InvokeAI’s core distribution is free and open-source for self-hosting; you can install via the repository and run the CLI/web UI without a paid subscription. For users who do not want to manage GPUs, the project offers a hosted cloud/managed GPU option (pricing varies and is published on invoke.ai) and enterprise/custom contracts for larger teams needing SLA-backed infrastructure. The free self-hosted option includes unlimited local generations constrained only by your hardware. Hosted tiers typically charge for GPU time or monthly plans and add features such as priority queues, managed model hosting, and team access; check invoke.ai for the latest paid plan details and per-GPU rates (pricing details can change, so verify on the site).
InvokeAI is used by individual artists creating portfolio pieces, by indie game studios batching concept art generation, and by researchers building reproducible experiment pipelines. Example workflows include a concept artist using the web UI for rapid 30–100 variation iterations, and a QA engineer scripting deterministic seed-driven regression tests for model outputs. Its emphasis on local control and exportable metadata makes it distinct from single-purpose hosted generators; teams comparing against web-only services like Midjourney will prefer InvokeAI when they need local model control or exportable pipelines, while those wanting a turn-key conversational prompt studio might choose a fully hosted competitor instead.
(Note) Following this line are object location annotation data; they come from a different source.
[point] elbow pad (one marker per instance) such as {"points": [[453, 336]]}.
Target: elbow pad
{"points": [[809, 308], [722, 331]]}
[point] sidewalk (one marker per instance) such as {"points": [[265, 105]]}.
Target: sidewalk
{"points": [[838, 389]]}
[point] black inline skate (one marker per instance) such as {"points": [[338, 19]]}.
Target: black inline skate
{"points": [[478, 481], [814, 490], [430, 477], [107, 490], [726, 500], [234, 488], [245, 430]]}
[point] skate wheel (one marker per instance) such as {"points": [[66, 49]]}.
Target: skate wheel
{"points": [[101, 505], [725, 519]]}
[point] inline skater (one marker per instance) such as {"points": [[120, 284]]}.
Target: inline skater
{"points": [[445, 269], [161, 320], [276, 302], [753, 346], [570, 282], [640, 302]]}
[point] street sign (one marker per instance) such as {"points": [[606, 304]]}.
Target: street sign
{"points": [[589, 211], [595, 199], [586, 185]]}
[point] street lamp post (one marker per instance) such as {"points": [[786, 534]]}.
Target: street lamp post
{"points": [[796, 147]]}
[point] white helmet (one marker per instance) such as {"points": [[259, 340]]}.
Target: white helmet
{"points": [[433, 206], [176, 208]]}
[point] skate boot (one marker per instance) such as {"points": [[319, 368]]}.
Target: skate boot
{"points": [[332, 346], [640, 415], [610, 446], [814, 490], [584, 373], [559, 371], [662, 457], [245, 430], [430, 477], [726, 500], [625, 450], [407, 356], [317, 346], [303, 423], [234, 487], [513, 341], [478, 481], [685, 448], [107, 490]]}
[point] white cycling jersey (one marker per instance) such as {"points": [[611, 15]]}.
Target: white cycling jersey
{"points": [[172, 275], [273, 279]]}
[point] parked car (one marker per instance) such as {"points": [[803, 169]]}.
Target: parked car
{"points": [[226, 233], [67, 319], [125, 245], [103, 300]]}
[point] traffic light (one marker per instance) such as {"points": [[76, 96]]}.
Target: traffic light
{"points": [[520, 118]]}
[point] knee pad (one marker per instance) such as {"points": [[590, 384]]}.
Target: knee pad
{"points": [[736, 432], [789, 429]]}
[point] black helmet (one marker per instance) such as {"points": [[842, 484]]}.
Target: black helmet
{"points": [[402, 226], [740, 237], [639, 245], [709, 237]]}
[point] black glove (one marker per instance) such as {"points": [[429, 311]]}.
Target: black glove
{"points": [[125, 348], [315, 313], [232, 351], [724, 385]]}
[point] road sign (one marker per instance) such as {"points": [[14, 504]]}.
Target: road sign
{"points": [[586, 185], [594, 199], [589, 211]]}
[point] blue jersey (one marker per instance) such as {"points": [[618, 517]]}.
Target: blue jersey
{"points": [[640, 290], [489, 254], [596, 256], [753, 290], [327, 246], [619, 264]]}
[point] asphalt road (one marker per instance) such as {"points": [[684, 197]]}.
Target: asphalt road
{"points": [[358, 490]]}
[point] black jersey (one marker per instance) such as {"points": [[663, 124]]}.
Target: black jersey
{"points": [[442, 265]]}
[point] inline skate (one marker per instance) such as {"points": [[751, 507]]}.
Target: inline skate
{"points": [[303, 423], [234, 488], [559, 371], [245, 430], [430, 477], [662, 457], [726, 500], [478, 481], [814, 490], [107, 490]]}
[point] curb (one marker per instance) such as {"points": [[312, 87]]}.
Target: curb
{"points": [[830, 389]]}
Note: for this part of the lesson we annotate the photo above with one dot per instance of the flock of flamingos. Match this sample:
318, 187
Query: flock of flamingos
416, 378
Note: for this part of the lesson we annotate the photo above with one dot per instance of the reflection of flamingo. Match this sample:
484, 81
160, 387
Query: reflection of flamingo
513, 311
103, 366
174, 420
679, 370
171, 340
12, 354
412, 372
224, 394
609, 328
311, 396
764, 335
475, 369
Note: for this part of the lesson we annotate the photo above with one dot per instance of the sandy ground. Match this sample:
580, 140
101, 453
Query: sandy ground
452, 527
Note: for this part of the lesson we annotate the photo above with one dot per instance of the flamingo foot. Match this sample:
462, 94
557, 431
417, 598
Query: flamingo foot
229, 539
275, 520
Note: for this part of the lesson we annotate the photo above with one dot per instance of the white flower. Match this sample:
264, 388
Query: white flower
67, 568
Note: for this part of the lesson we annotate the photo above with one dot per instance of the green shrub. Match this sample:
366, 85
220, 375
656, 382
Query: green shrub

Three capabilities that set InvokeAI apart from its nearest competitors.
Current tiers and what you get at each price point. Verified against the vendor's pricing page.
| Plan | Price | What you get | Best for |
|---|---|---|---|
| Self-hosted (Free) | Free | Unlimited local generations, limited by your GPU and storage | Hobbyists and developers with local GPU access |
| Cloud – Pay-as-you-go | Custom | Billed by GPU-time or credits, managed model hosting included | Users without GPUs who need managed runs |
| Team / Enterprise | Custom | SLA, team seats, priority GPU access, custom billing | Studios needing multi-seat managed infrastructure |
Choose InvokeAI over AUTOMATIC1111 if you need explicit model management and a unified CLI+web workflow for reproducible, team-oriented pipelines.